Il faut aussi se demander contre qui les attaques sont dirigées. Un homme sikh a été tué? On signale qu’une femme cherokee a été assassinée aux États-Unis? Le Pakistan est attaqué. Des temples indous sont attaqués. Des mosquées musulmanes sont attaquées quel que soit le pays d’origine de ces musulmans. Ces gens savent aussi contre qui ce combat est dirigé. Et c’est à cause de la force des mouvements antiracistes que Bush a été forcé de visiter des mosquées, que notre premier ministre a été forcé lui aussi de visiter des mosquées et de dire que ces attaques ne devraient pas avoir lieu. Nous devrions reconnaître que c’est la force des mouvements antiracistes qui les oblige à faire ces remarques.
Mais, même pendant qu’ils visitent des mosquées, même pendant qu’ils prononcent des paroles de conciliation, ils parlent des deux côtés de la bouche, parce qu’ils sanctionnent officiellement les profils raciaux aux frontières, aux États-Unis, pour l’entrée dans les écoles d’entraînement de pilotes à chaque étape du processus. Dans un avion, qui semble dangereux? Qui ne semble pas dangereux?
Les profils raciaux ont été officiellement sanctionnés et officiellement introduits. Au Canada, nous savons que des lignes directrices, comme publiées dans le Globe and Mail, ont été remises aux agents de l’immigration aux frontières pour leur indiquer de qui il faut se méfier.
Alors, d’un autre côté, ils disent non, ce n’est pas tous les musulmans, et de l’autre côté, ils disent oui, nous allons utiliser des profils raciaux parce que c’est une option raisonnable. Il faut voir comment ils sont coupables de racisme contre les gens de couleur tout en affectant de condamner le racisme. Et tout en introduisant les profils raciaux. Dans ce contexte, les enfants sont terrorisés et attaqués dans les écoles, les femmes sont pourchassées dans les terrains de stationnement et les centres commerciaux, on nous passe au peigne fin quand on vient à des congrès comme celui-ci.
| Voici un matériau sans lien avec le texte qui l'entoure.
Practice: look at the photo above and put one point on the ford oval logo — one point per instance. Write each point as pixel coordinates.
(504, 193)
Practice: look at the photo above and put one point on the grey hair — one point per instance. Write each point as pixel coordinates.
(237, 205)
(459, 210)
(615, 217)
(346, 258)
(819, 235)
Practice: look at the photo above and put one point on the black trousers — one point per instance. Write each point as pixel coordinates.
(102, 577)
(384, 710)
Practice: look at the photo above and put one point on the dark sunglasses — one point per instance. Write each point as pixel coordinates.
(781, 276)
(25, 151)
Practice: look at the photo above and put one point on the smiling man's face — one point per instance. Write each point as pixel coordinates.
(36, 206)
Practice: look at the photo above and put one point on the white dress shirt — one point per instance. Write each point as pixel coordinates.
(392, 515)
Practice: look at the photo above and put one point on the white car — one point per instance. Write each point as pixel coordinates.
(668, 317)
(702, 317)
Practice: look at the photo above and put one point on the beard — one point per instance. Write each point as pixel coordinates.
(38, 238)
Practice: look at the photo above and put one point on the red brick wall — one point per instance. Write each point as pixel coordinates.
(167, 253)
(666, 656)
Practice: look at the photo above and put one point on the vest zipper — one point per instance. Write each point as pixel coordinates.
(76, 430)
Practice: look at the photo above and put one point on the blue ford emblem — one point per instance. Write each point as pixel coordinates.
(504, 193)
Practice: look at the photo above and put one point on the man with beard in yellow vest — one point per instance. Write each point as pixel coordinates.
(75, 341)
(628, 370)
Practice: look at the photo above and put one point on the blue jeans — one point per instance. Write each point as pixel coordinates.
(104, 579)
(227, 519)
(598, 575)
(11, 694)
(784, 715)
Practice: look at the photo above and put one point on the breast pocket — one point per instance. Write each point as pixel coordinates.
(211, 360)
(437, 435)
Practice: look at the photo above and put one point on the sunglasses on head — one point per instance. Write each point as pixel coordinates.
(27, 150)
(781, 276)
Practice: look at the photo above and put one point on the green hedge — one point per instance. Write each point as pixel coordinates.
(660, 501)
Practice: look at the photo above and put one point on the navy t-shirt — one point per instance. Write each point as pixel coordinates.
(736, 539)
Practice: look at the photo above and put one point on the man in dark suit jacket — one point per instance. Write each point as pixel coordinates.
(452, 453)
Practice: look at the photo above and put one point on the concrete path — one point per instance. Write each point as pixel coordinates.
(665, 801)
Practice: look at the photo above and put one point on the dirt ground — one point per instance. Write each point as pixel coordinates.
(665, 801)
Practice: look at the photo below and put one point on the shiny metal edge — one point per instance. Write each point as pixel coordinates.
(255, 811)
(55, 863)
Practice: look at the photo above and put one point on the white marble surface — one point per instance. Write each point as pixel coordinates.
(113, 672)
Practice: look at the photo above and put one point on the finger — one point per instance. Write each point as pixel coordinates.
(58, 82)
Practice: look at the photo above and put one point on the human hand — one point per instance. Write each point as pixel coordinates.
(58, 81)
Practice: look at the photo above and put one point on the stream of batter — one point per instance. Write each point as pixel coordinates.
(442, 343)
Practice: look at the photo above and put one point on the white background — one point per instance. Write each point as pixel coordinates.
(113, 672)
Des mesures supplémentaires de sécurité nous dit-on et nous avons eu froid dans le dos en entrant dans l’aéroport. J’ai été vraiment surprise. Je voyage dans ce pays depuis dix ans et je n’ai jamais eu une telle expérience comme celle de mon voyage en avion pour venir ici. Nous avons toutes ressenti ceci. Alors, il faut mettre fin à ces profils raciaux.
Les événements des deux dernières semaines démontrent également que ce peuple américain que Bush tente d’invoquer (quel que soit ce peuple américain – tout comme nous contestons les notions de qui est le peuple canadien) parle d’une voix diverse. Il faut reconnaître qu’il y a d’autres voix aux États-Unis qui contestent ceci.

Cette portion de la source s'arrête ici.